Explorations and archaeological research conducted by Gentili include:
- Identification of the great Ionic temple of Syracuse
- Researches in the Roman amphitheatre in Syracuse
- Discovery of a small Byzantine basilica at Santa Croce Camerina
- Exploration of archaic funerary monuments in Syracuse and recovery of the great statue of a "Mother" Kourotrophos in the site of Megara Hyblaea at Augusta
- Identification near Mineo of the ancient Sicilian center of Palikè
- Early excavations at Naxos, the first Greek colony in Sicily, near Messina
- Discovery of a Roman villa of the early Roman Empire in San Biagio di Castroreale Bagni
- Researches in the Etruscan town of Marzabotto
- Identification of the Etruscan town Spina in the province of Ferrara
- Discovery of valuable Roman mosaics in Faenza, Sarsina and Rimini and of remains of Byzantine basilicas in Ravenna.
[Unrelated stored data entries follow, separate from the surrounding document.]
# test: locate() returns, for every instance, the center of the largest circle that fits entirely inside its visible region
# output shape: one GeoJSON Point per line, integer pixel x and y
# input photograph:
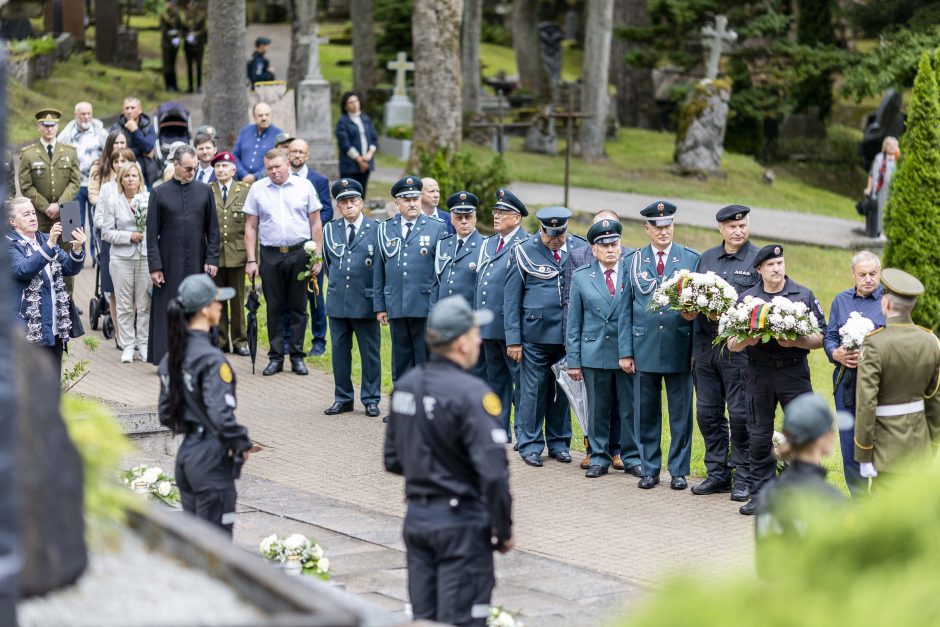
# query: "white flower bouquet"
{"type": "Point", "coordinates": [154, 482]}
{"type": "Point", "coordinates": [296, 550]}
{"type": "Point", "coordinates": [780, 319]}
{"type": "Point", "coordinates": [705, 293]}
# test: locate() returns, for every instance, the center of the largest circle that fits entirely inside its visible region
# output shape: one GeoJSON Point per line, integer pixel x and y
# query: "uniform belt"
{"type": "Point", "coordinates": [285, 249]}
{"type": "Point", "coordinates": [900, 409]}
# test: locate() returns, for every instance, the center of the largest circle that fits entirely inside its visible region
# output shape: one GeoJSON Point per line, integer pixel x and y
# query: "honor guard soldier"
{"type": "Point", "coordinates": [660, 341]}
{"type": "Point", "coordinates": [595, 352]}
{"type": "Point", "coordinates": [404, 275]}
{"type": "Point", "coordinates": [350, 248]}
{"type": "Point", "coordinates": [533, 321]}
{"type": "Point", "coordinates": [444, 438]}
{"type": "Point", "coordinates": [48, 170]}
{"type": "Point", "coordinates": [229, 201]}
{"type": "Point", "coordinates": [897, 408]}
{"type": "Point", "coordinates": [501, 371]}
{"type": "Point", "coordinates": [777, 370]}
{"type": "Point", "coordinates": [719, 373]}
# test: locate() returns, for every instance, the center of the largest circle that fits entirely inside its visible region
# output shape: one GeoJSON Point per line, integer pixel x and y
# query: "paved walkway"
{"type": "Point", "coordinates": [585, 547]}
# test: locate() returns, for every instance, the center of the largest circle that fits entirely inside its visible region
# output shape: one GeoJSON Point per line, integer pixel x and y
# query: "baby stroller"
{"type": "Point", "coordinates": [174, 124]}
{"type": "Point", "coordinates": [99, 308]}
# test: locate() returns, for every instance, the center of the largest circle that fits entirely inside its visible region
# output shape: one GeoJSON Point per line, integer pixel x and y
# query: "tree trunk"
{"type": "Point", "coordinates": [303, 18]}
{"type": "Point", "coordinates": [363, 46]}
{"type": "Point", "coordinates": [470, 52]}
{"type": "Point", "coordinates": [636, 99]}
{"type": "Point", "coordinates": [438, 113]}
{"type": "Point", "coordinates": [595, 97]}
{"type": "Point", "coordinates": [525, 41]}
{"type": "Point", "coordinates": [226, 101]}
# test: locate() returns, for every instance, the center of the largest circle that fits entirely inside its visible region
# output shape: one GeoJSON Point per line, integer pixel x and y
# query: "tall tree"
{"type": "Point", "coordinates": [525, 41]}
{"type": "Point", "coordinates": [595, 97]}
{"type": "Point", "coordinates": [912, 217]}
{"type": "Point", "coordinates": [363, 31]}
{"type": "Point", "coordinates": [226, 102]}
{"type": "Point", "coordinates": [636, 100]}
{"type": "Point", "coordinates": [436, 42]}
{"type": "Point", "coordinates": [470, 55]}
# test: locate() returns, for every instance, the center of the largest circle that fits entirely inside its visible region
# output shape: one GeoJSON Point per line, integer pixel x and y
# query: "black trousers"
{"type": "Point", "coordinates": [409, 348]}
{"type": "Point", "coordinates": [450, 564]}
{"type": "Point", "coordinates": [719, 381]}
{"type": "Point", "coordinates": [284, 293]}
{"type": "Point", "coordinates": [204, 477]}
{"type": "Point", "coordinates": [764, 387]}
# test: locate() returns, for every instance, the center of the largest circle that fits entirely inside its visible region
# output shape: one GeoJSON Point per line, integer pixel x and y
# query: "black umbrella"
{"type": "Point", "coordinates": [252, 303]}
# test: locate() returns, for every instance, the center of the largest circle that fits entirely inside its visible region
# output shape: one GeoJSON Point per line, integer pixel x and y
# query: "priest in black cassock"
{"type": "Point", "coordinates": [182, 239]}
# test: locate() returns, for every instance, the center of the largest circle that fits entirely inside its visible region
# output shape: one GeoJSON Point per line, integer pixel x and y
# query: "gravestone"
{"type": "Point", "coordinates": [314, 109]}
{"type": "Point", "coordinates": [399, 111]}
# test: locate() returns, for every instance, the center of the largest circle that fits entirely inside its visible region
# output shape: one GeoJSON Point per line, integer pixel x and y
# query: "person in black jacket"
{"type": "Point", "coordinates": [444, 437]}
{"type": "Point", "coordinates": [197, 398]}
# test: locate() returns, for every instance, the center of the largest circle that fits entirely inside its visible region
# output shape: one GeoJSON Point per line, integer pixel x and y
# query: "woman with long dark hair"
{"type": "Point", "coordinates": [197, 399]}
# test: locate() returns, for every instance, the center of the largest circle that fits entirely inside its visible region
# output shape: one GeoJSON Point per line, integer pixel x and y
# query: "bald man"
{"type": "Point", "coordinates": [253, 141]}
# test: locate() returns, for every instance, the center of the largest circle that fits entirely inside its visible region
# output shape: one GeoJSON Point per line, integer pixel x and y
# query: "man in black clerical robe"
{"type": "Point", "coordinates": [182, 239]}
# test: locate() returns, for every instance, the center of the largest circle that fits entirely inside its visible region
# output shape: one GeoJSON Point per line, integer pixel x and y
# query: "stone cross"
{"type": "Point", "coordinates": [400, 65]}
{"type": "Point", "coordinates": [313, 44]}
{"type": "Point", "coordinates": [714, 39]}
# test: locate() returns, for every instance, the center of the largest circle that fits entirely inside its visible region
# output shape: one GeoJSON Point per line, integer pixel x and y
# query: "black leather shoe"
{"type": "Point", "coordinates": [563, 456]}
{"type": "Point", "coordinates": [712, 486]}
{"type": "Point", "coordinates": [741, 494]}
{"type": "Point", "coordinates": [338, 408]}
{"type": "Point", "coordinates": [274, 366]}
{"type": "Point", "coordinates": [636, 471]}
{"type": "Point", "coordinates": [533, 459]}
{"type": "Point", "coordinates": [298, 366]}
{"type": "Point", "coordinates": [749, 508]}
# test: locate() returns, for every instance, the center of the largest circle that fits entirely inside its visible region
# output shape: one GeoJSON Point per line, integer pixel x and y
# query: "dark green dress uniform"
{"type": "Point", "coordinates": [897, 405]}
{"type": "Point", "coordinates": [228, 206]}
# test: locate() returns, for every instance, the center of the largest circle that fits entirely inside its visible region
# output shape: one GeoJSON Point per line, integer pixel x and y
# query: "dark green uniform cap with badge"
{"type": "Point", "coordinates": [48, 117]}
{"type": "Point", "coordinates": [660, 213]}
{"type": "Point", "coordinates": [770, 251]}
{"type": "Point", "coordinates": [901, 283]}
{"type": "Point", "coordinates": [554, 220]}
{"type": "Point", "coordinates": [605, 232]}
{"type": "Point", "coordinates": [407, 187]}
{"type": "Point", "coordinates": [198, 290]}
{"type": "Point", "coordinates": [451, 317]}
{"type": "Point", "coordinates": [463, 202]}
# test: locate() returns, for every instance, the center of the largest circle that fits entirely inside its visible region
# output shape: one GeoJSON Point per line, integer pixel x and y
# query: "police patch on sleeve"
{"type": "Point", "coordinates": [225, 372]}
{"type": "Point", "coordinates": [492, 404]}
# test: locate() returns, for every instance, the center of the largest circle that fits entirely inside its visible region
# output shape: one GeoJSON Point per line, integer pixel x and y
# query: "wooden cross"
{"type": "Point", "coordinates": [714, 39]}
{"type": "Point", "coordinates": [313, 43]}
{"type": "Point", "coordinates": [401, 65]}
{"type": "Point", "coordinates": [570, 115]}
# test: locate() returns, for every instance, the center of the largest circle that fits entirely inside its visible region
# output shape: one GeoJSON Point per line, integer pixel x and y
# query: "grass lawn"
{"type": "Point", "coordinates": [825, 271]}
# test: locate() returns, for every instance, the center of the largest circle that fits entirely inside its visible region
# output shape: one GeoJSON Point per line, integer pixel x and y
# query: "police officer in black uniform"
{"type": "Point", "coordinates": [444, 437]}
{"type": "Point", "coordinates": [197, 398]}
{"type": "Point", "coordinates": [718, 373]}
{"type": "Point", "coordinates": [777, 371]}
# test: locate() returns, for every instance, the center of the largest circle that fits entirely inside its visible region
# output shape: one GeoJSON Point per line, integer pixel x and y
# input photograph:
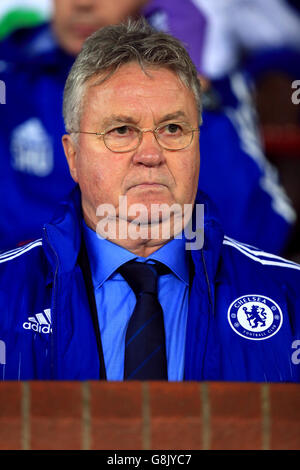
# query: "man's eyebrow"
{"type": "Point", "coordinates": [122, 118]}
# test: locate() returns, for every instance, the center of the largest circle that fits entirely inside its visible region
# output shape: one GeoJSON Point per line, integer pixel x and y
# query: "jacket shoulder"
{"type": "Point", "coordinates": [21, 255]}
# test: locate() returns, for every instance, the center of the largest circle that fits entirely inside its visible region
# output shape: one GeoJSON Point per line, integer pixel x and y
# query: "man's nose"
{"type": "Point", "coordinates": [149, 152]}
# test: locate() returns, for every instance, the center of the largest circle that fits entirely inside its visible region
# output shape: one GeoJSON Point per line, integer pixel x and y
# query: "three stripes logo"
{"type": "Point", "coordinates": [40, 322]}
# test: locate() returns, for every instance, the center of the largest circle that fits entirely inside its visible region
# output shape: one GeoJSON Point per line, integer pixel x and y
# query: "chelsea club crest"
{"type": "Point", "coordinates": [255, 317]}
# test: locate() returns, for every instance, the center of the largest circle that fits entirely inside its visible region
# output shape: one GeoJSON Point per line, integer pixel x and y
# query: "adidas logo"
{"type": "Point", "coordinates": [40, 323]}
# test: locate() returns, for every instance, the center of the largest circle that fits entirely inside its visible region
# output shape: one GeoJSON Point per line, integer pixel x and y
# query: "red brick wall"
{"type": "Point", "coordinates": [149, 416]}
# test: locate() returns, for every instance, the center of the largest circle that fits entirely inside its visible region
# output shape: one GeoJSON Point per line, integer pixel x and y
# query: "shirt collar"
{"type": "Point", "coordinates": [106, 257]}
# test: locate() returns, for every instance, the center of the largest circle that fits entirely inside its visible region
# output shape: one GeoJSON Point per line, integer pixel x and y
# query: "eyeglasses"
{"type": "Point", "coordinates": [173, 136]}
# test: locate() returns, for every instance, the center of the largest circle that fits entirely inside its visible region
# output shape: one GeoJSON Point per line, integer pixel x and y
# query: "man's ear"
{"type": "Point", "coordinates": [71, 154]}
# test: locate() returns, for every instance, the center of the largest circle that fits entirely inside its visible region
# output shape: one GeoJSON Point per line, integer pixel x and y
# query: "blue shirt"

- A series of excavations of prehistoric culture in Verucchio, recovering burial objects of Villanovan culture (8th–7th century B.C.) and others from the Sabellians (5th–4th century circa B.C.). He brought to light an exceptionally well-preserved artefact, the "throne" with scenes relating to the processing of wool, along with finely carved wooden items, now in the Museo Civico Archeologico di Bologna.

Gino Vinicio Gentili is the author of essays about his researches at Piazza Armerina, Verucchio, and Osimo.